Entah apa yang aneh dengan dunia bernama politik ini, orang yang berkecimpung di dalam sebuah partai politik terkesan dibonsai sedari awal untuk menirukan pendahulunya (senior). Semacam ada kulur yang berkembang dan memaksa tiap kader untuk bersikap demikian. Bahkan orang yang sebelumnya humoris dan lucu, setelah masuk politik hidupnya berubah 180 derajat. Ambil contoh, Eko Patrio, Anang hermansyah, Desi Ratnasari, Rano karno, Dedi Mizwar mereka semua adalah publik figure yang ternama dalam jagad hiburan. Namun hal tersebut terenggut setelah mereka berpindah dunia.
Konflik antar parpol dan internal parpol disebabkan karena mereka (Politisi) berpandangan bahwa eksistensi akan meroket jika mempertontonkan keseriusan dalam bekerja dihadapan konstituen, dengan harapan konstituen tidak kecewa dan memilihnya kembali. Kita sebut konflik yang sedang hangat-hangatnya terjadi, seperti konflik internal partai Golkar yang terpecah menjadi dua kubu karena adanya perbedaan kepentingan dalam tubuh partai. Dan bahkan mereka memperebutkan kantor fraksi di DPR yang diikuti drama pencongkelan pintu kantor fraksi. Ada juga kasus partai PAN yang pada februari kemaren mengadakan Munas yang menaikkan Zulkifli Hasan sebagai ketua partai. Konflik terhangat yang sudah lama terjadi ialah perseteruan antara DPRD DKI Jakarta dengan Gubernur Jakarta. Perseteruan kedua kubu sudah memanas semenjak Ahok masih menjabat sebagai Wakil Gubernur, kemudian berlanjut sampai menjadi Gubernur. Perseteruan dan permusuhan yang terjadi merupakan konsekuensi logis dari dari apa selama ini mereka lakukan.
Pelaku politik sudah saatnya merombak sistem yang selama ini bercokol. Cara bermain yang kadalwarsa dan penampilan yang membosankan harus disingkirkan, karena dengan merubah wajah perpolitikan tersebut, secara otomatis stigma yang selama ini menempel pada pelaku politik pun berubah, dari yang sebelumnya dianggap kotor menjadi bersih dan rakyat akan berpandangan positif dan cenderung akan menghormati para Wakilnya.
Sudah sepatutnya mereka (politisi) sadar bahwa apa yang mereka lakukan selama ini diawasi oleh rakyat, konflik yang mereka timbulkan justru memperparah kehidupan rakyat yang semakin melarat karena harga yang menjerat perut mereka.
Pelaku politik seharusnya bisa belajar dari komedian bagaimana cara menghibur dan dicintai oleh rakyat, mereka harus bisa berkarya sehingga bisa mempunyai daya tawar, bukan malah berjanji kosong lalu mengeruk harta negara.
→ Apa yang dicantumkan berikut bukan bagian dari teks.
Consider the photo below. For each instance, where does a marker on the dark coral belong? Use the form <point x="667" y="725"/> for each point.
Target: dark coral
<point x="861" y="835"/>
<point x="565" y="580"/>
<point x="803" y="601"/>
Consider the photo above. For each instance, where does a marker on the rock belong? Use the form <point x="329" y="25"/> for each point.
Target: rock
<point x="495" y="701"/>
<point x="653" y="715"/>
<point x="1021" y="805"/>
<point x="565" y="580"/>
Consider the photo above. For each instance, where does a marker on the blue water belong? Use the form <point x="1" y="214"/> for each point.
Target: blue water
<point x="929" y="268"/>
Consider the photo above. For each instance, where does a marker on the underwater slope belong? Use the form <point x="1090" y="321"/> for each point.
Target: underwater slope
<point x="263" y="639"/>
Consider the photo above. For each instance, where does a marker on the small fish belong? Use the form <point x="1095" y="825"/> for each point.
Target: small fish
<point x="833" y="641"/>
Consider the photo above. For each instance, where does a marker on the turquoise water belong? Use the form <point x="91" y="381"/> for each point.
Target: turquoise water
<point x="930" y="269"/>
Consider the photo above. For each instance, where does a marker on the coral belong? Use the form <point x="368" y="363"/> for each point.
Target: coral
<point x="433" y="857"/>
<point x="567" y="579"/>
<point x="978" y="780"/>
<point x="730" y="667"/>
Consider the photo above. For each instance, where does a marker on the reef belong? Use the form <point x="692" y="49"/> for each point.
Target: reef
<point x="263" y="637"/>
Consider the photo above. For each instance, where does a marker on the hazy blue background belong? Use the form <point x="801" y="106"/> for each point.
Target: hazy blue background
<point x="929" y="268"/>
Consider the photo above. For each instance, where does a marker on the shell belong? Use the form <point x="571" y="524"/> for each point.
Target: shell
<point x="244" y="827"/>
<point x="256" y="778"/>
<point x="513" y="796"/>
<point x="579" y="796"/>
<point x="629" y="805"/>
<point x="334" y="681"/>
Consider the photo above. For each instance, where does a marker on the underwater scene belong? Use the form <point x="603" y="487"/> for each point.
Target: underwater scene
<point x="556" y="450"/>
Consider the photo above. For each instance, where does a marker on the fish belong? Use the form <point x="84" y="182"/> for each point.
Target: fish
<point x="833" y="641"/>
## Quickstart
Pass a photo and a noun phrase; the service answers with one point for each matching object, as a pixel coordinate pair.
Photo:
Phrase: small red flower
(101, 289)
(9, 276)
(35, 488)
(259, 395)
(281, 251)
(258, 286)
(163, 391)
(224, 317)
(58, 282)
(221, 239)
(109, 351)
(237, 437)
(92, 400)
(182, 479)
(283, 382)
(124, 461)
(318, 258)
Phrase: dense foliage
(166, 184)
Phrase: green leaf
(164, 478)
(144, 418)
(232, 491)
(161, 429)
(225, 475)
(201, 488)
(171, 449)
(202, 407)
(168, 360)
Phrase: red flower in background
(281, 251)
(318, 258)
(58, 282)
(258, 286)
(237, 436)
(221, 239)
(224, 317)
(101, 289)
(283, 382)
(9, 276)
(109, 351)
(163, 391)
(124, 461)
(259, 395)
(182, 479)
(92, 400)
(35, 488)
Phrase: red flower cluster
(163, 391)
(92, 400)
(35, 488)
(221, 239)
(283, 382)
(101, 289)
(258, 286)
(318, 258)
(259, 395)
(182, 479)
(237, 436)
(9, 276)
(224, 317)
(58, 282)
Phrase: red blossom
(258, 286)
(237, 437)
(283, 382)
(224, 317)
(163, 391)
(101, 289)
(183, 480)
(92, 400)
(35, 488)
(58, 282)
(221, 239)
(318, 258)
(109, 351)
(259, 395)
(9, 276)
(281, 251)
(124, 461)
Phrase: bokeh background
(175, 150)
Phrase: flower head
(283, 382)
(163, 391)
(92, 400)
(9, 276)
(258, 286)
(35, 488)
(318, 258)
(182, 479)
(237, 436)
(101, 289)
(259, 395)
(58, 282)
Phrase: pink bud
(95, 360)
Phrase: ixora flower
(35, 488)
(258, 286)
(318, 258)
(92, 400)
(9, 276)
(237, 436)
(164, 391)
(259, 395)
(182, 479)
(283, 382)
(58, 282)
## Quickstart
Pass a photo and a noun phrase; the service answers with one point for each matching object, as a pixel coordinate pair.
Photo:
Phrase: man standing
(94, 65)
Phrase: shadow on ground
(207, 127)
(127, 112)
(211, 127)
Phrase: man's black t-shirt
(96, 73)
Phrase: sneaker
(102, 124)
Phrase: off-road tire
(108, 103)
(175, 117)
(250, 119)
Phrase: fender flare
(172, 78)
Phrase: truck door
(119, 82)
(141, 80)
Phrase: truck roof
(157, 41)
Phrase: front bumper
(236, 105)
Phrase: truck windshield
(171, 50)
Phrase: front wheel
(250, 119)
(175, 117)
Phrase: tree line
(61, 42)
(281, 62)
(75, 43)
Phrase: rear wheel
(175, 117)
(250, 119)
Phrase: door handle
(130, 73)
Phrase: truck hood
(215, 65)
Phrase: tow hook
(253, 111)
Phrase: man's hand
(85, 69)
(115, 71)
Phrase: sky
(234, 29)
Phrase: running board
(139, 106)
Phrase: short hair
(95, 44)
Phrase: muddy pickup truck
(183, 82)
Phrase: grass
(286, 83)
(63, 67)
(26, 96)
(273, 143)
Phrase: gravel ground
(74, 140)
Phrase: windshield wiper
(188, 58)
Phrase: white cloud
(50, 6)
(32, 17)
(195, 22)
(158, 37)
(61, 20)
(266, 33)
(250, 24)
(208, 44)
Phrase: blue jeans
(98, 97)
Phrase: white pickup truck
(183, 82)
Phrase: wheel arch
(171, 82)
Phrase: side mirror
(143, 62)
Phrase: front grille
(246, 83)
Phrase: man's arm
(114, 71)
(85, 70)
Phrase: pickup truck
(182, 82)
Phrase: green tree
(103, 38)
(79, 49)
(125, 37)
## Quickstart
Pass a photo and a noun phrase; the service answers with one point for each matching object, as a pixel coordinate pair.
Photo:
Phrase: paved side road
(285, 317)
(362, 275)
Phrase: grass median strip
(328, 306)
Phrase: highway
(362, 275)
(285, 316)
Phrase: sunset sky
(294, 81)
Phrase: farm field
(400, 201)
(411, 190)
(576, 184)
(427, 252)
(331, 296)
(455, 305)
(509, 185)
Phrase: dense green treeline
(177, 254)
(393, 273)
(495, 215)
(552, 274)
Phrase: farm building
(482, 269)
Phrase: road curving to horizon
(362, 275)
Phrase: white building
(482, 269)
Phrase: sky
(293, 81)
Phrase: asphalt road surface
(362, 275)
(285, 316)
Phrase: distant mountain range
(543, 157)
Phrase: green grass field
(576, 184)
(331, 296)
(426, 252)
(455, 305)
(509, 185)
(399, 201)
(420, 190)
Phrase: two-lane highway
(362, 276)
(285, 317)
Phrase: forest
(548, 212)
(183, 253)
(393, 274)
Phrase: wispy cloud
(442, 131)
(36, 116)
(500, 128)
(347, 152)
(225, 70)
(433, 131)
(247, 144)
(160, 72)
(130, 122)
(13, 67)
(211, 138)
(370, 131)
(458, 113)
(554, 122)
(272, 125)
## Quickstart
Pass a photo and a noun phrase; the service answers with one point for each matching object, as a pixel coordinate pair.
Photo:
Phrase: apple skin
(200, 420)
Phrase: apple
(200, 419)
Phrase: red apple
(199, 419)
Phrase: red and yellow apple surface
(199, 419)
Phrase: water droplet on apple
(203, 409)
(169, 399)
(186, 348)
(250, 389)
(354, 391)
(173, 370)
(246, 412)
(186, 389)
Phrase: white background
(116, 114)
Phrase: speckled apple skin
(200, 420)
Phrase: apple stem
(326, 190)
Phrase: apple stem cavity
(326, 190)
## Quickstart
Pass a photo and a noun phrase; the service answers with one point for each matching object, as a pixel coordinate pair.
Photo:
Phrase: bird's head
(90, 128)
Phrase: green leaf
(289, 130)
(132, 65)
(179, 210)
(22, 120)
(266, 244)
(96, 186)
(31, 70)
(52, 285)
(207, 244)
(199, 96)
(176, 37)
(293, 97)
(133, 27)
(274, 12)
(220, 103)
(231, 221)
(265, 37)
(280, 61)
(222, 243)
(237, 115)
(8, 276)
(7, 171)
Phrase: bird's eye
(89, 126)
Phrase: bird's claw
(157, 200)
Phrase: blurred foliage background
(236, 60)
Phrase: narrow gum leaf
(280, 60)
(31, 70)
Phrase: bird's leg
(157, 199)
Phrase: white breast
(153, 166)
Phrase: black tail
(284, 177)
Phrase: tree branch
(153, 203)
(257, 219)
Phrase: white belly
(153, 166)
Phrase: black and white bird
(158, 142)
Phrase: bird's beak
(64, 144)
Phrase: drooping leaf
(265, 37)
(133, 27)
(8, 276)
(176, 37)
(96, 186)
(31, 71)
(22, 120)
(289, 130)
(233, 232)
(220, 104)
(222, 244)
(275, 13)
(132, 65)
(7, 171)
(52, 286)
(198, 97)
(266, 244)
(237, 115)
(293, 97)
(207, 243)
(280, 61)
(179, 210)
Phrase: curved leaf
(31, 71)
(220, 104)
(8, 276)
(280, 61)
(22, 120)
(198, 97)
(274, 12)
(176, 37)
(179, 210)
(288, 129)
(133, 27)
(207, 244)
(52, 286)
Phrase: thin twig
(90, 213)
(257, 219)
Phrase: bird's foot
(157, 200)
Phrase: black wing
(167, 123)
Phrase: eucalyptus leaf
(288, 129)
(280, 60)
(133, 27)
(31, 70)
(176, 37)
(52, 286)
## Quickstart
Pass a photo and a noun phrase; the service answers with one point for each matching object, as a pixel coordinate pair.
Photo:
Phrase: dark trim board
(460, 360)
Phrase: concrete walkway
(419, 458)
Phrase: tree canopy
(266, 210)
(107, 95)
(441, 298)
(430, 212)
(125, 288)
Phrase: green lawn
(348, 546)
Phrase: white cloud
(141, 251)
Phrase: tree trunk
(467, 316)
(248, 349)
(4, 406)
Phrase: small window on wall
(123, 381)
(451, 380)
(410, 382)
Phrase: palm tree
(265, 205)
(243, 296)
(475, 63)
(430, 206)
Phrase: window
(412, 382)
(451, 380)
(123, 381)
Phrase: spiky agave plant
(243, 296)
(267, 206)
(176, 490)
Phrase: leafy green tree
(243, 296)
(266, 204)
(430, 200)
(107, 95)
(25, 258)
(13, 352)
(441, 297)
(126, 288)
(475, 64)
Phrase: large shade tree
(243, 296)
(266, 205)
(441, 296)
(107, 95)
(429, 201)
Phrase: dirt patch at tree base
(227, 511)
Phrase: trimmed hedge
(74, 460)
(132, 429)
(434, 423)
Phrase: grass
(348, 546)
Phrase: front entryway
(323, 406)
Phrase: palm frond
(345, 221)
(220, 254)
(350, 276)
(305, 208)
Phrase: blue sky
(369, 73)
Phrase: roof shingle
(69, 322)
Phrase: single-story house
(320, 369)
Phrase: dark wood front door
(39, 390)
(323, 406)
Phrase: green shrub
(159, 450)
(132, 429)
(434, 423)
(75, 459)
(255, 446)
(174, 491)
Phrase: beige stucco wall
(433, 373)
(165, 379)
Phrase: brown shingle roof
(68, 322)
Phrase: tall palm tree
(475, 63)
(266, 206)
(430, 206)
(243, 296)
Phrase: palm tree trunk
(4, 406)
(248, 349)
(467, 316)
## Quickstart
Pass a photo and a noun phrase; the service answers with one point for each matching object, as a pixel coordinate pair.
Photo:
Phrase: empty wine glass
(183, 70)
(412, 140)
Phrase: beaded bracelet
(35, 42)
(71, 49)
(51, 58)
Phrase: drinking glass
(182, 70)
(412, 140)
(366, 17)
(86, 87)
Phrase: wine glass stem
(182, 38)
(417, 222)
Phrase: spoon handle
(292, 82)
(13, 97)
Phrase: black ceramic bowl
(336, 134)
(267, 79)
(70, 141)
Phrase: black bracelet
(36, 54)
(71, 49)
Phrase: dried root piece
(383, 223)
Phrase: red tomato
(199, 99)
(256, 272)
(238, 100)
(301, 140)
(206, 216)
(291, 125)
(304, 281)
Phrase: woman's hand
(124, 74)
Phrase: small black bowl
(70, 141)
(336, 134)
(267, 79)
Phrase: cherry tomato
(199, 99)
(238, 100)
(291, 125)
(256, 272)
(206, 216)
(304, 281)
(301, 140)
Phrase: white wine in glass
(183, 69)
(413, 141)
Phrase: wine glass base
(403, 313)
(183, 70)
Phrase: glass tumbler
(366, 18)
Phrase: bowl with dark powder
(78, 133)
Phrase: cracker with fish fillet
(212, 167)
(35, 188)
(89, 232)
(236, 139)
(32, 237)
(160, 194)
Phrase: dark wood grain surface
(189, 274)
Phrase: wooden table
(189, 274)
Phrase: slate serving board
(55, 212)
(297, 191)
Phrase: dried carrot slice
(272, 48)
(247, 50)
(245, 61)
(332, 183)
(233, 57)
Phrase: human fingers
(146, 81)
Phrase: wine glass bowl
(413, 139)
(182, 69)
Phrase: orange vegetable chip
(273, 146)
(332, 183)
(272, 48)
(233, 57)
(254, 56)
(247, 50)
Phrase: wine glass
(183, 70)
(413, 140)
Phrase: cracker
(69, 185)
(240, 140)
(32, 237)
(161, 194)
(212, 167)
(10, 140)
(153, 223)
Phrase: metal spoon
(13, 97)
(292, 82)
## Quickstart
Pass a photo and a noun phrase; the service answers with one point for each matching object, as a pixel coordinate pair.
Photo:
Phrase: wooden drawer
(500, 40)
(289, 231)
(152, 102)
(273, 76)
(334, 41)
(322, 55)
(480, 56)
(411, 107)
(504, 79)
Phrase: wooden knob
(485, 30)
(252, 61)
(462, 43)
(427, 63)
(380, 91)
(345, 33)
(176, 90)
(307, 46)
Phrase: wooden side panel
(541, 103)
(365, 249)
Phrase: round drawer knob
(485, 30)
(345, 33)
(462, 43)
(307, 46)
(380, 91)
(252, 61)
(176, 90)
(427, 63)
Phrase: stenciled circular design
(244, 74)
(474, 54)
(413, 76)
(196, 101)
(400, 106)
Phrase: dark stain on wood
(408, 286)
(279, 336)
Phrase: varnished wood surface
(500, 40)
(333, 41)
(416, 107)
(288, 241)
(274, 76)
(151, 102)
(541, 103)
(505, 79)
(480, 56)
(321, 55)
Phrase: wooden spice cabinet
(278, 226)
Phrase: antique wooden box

Sudah sepatutnya mereka sadar, sifat yang selalu serius itu mencerminkan sesuatu yang tidak manusiawi, rakyat akan lebih berempati jika mereka bekerja secara benar dan penuh canda, tapi canda yang menyejahtrakan. Sungguh betapa indahnya suatu negara jika pemerintahnya berusaha maksimal menghibur rakyat, entah menghibur dengan prestasi ataupun medali.